R Packages and Functions Used
Package	Purpose	Key Functions Used
tidyverse	Data manipulation and visualization	mutate(), summarise(), pivot_longer(), ggplot()
broom	Tidy model outputs	tidy(), augment(), glance()
broom.helpers	Enhanced broom functionality	tidy_plus_plus()

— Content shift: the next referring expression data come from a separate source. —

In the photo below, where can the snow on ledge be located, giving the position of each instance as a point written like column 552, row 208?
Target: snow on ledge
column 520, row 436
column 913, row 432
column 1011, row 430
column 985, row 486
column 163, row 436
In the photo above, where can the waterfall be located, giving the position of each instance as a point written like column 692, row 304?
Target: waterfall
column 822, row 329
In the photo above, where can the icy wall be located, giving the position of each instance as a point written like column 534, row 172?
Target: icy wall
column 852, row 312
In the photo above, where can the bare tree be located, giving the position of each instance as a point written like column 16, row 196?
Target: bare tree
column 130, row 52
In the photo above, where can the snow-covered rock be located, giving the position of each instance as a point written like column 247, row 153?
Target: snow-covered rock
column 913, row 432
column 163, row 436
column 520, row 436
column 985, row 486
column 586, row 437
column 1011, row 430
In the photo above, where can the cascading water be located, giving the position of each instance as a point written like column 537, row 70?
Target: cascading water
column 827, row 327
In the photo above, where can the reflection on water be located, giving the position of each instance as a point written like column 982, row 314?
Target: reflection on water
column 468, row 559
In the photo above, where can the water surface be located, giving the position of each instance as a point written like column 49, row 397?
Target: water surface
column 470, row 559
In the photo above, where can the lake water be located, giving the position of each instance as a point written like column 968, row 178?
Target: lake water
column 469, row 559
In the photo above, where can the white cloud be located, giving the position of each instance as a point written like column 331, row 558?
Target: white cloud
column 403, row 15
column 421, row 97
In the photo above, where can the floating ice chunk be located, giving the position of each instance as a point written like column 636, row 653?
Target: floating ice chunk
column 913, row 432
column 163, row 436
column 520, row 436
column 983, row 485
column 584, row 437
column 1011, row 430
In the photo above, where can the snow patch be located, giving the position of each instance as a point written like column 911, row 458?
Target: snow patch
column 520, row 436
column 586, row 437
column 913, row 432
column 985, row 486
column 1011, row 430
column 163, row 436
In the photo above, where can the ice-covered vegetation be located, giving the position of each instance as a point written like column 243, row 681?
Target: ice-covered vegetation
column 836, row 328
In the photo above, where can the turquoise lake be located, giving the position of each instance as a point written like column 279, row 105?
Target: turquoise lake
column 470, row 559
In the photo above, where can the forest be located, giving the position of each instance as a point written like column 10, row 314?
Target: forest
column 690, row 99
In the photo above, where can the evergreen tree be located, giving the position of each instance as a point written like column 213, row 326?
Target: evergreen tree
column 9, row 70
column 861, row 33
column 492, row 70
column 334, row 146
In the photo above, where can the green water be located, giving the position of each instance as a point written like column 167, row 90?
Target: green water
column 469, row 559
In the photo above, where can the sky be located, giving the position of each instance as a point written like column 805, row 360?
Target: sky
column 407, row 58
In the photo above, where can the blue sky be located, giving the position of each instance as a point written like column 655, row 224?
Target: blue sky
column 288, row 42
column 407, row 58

gtsummary	Summary tables for statistical models	tbl_regression(), add_glance_table()
pROC	ROC curve analysis	roc(), auc()
gt	Beautiful table formatting	gt(), fmt_number()
kableExtra	Enhanced kable tables	kable_styling()
caret	Machine learning tools	confusionMatrix()

This enhanced analysis demonstrates the power of combining tidyverse principles with specialized statistical packages for comprehensive diagnostic test evaluation.